Verbriefungen ermöglichen es Kreditgebern, vor allem Banken, Darlehen zu bündeln und in Wertpapiere umzuwandeln, um diese an Investoren zu verkaufen. Letztere erhalten dann die aus den Darlehen erwirtschafteten Renditen. Gebündelt werden Kredite aus einer Branche beispielsweise Hypothekendarlehen oder Autokredite. Die Banken können dadurch einen Teil ihres Risikos an den Kapitalmarkt auslagern. Verbriefung ist ein relativ teures Refinanzierungsinstrument. Es wird meist von großen, international tätigen Investmentbanken genutzt, die ausreichend große Portfolios und geeigneter Aktiva in ihren Bilanzen führen (siehe Finance Watch).
Der Gesetzesvorschlag der EU-Kommission zielt in zwei Richtungen: Erstens sollen für Kreditverbriefungen Eigenkapitalanforderungen gelockert werden.
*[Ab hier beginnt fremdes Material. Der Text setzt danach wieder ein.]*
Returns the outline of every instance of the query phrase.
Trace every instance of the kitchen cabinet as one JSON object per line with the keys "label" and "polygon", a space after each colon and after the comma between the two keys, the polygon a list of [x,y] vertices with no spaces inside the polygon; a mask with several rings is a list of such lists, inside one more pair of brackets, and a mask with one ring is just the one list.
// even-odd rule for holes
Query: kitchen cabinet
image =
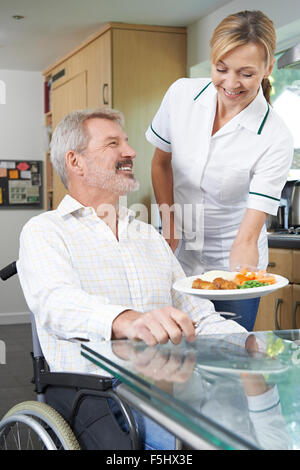
{"label": "kitchen cabinet", "polygon": [[[52,80],[53,129],[75,109],[109,106],[124,114],[140,181],[140,189],[128,195],[127,204],[143,203],[151,214],[154,149],[145,131],[167,88],[186,76],[186,28],[110,23],[48,67],[44,76]],[[66,192],[54,171],[53,209]]]}
{"label": "kitchen cabinet", "polygon": [[255,331],[300,328],[300,250],[269,248],[268,272],[280,274],[290,284],[262,297]]}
Zweitens will die EU-Kommission die Sorgfalts- und Berichtspflichten für die Anbieter von Verbriefungen entschlacken. Die EU-Kommission argumentiert, das Gesetzespaket könne Kreditvergabekapazitäten bei den Banken freisetzen, die der Realwirtschaft zugutekämen.
Aus gewerkschaftlicher Perspektive überzeugt der Gesetzesvorschlag nicht. Verbriefungen trugen maßgeblich zur Verbreitung und Verschärfung der Finanzkrise 2007/2008 bei. Sie sind ein Risiko für die Finanzmarktstabilität, weil sie Fehlanreize setzen. Wenn Finanzinstitute durch den Verkauf von Forderungen kein Risiko in der eigenen Bilanz behalten, besteht der Anreiz, trotz schlechter Bonität, Kredite zu vergeben. Kreditrisiken werden verschleiert. Mit dem Gesetzespaket weicht die EU-Kommission weiter von internationalen Standards ab, auf die man sich nach der Finanzkrise verständigt hatte.
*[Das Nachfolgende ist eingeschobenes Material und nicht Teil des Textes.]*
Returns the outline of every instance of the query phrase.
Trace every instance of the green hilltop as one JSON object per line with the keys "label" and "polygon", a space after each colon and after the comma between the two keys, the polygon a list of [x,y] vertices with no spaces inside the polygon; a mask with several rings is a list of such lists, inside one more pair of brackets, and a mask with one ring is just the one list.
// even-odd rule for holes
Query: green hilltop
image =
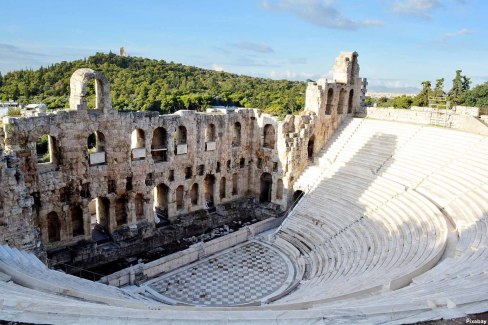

Auch der Nutzen für die Realwirtschaft ist umstritten: Verbriefungen sind zuallererst eine Technik zur Verringerung des Kapitalbedarfs und die Banken können frei entscheiden, wofür sie das eingesparte Kapital verwenden. Sie können es zur Senkung der Kreditkosten für Haushalte und Unternehmen verwenden. Sie können es aber auch nutzen, um die Ausschüttungen von Dividenden zu erhöhen oder um Aktienrückkaufprogramme zu finanzieren, von denen ebenfalls nur Aktionäre profitieren. Es gibt überhaupt keine Garantie, dass Banken die Entlastungen zur Finanzierung der Realwirtschaft verwenden.
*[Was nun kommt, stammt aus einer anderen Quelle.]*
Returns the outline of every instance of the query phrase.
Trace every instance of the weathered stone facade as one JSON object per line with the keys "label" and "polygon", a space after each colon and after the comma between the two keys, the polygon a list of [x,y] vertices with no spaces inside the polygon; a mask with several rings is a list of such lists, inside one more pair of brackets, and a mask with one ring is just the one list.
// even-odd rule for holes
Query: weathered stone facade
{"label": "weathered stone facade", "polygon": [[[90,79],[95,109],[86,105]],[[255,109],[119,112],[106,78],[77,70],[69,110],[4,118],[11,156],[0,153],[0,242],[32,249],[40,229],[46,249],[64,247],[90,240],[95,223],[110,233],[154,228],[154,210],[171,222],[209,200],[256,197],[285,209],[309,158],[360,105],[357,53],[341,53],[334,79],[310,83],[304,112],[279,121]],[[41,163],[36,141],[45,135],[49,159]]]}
Aktuell schütten europäische Banken so viel Geld an Aktionäre aus wie seit Jahren nicht. Vor diesem Hintergrund ist es höchst zweifelhaft, dass Banken die geplante Kapitalentlastung durch Verbriefungen für eine zusätzliche Kreditvergabe nutzen. Wahrscheinlicher ist es, dass das Geld direkt in die Taschen der Aktionäre von Großbanken wandert. Sowohl aus Gründen der Finanzstabilität als auch aus Gründen der Verteilungsgerechtigkeit ist das Gesetzespaket der EU-Kommission daher abzulehnen.